The Indian Coffee House’s acquired association with politics was not restricted to the political debates that took place among the customers over a cup of steaming filter coffee and crispy South Indian snacks. Many of these outlets were regularly visited by towering leaders from all shades: the left, right, and center. Perhaps, the best-known Indian Coffee House is the one in College Street, Kolkata. With a clientele that included the likes of Satyajit Ray and Amartya Sen, it perfectly encapsulates the rich social and cultural history associated with the city. On prodding a few residents of Kolkata, I learned that the Indian Coffee House has been the hangout of the best minds in the fields of music, film, literature, and academia. To quote one of them, “The food may not be the best, but the food for thought is priceless.”
Having extensively heard and read about the Coffee House chain, on a fateful Sunday morning, I decided it was finally time for me to try and dig up some first-hand information. Wildly curious, I ran a quick search on the history of the Delhi branch. It has been alleged that the coffee house was shut down during the Emergency on the grounds that people had gathered there to plot against the regime. While I still cannot confirm (or contest) this assertion, I can confidently claim that Connaught Place’s quaint little Indian Coffee House catered to Indira Gandhi’s Cabinet meetings when she was living in 1, Safdarjung Road.
It is Mr. Gopal Singh who shared this bit of information with me, offering a sneak-peak into the heydays of the Indian Coffee House. Incidentally, he joined it at the onset of the liberalisation of the Indian economy, and his knowledge about the period prior to that had come from his old colleagues. It was 10 in the morning; the coffee house was open from 9 AM to 9 PM. I looked around as he recommended the specialties of the place— mutton dosa, mutton cutlet, and filter coffee—and observed that there were only one or two tables empty.
Over the years, Connaught Place has witnessed the rise and fall of several governments and parties in the nearby Lutyens’. However, the Indian Coffee House has felt it more closely than the rest. In 2012, the Aam Aadmi Party was formed by Arvind Kejriwal following the ‘India Against Corruption ‘ Movement. Mr. Singh recalled the several meetings that took place in the coffee house during that period.
As the city embraced the changes that flooded the 90s, the Indian Coffee House had also been carved out as a space for young university students engaging in politics. Old customers still remained loyal, many of whom are regulars at specific tables to this day.
Back home, I dialed my friend again. “Would this coffee house come to your mind if you had to meet a friend, maybe me, somewhere?” I asked. He shook his head. The old has paved the way for the new; there are now one too many themed cafes with Wi-Fi services in Lucknow for new consumers to choose from.
When I was still exploring Kolkata, I had been familiarised with a famous song composed for the historic coffee nest. I like to believe that for now, it is these little anecdotes and Manna Dey’s ‘coffee house shei adda ta’ that continue to sustain the nostalgia held by the glorious past of our old coffee houses.

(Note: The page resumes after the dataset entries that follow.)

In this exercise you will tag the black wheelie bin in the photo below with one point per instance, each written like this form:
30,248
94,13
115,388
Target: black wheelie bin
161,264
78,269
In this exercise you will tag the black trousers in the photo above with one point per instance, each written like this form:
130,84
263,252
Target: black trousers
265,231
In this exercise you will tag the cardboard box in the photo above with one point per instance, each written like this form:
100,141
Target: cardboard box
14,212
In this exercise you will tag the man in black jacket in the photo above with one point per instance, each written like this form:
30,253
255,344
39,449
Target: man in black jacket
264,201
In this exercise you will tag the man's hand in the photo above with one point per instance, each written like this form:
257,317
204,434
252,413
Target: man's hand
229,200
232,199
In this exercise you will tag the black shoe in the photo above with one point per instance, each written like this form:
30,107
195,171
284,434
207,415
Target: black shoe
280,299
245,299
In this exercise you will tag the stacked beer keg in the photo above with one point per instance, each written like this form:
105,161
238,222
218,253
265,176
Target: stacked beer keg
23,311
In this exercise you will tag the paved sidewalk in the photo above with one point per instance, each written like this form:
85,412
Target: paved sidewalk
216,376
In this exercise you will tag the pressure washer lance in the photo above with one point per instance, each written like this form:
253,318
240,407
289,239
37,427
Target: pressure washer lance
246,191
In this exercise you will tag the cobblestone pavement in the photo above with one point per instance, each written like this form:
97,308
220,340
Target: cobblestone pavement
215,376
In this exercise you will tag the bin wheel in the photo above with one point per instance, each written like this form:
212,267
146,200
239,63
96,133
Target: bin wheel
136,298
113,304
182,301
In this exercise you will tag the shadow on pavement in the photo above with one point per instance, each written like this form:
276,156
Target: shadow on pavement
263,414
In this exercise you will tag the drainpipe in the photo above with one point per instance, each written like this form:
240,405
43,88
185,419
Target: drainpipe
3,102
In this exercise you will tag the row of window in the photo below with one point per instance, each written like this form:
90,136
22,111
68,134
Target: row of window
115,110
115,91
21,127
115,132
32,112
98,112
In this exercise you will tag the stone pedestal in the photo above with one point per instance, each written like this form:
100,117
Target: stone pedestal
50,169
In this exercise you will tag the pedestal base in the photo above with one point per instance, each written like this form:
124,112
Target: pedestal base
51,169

Note: This article owes its existence to several conversations spanning weeks. I would like to thank each and everyone who shared their experiences with me. Among others, I’d like to appreciate Avanindra Yadav for introducing me to the Indian Coffee House, Souti Mukhopadhyay and Sanjana Banka for taking me on a virtual tour of the College Street Coffee House, and most importantly Mr. Gopal Singh, who took out time to talk to me about his experience working with the Indian Coffee House in Connaught Place.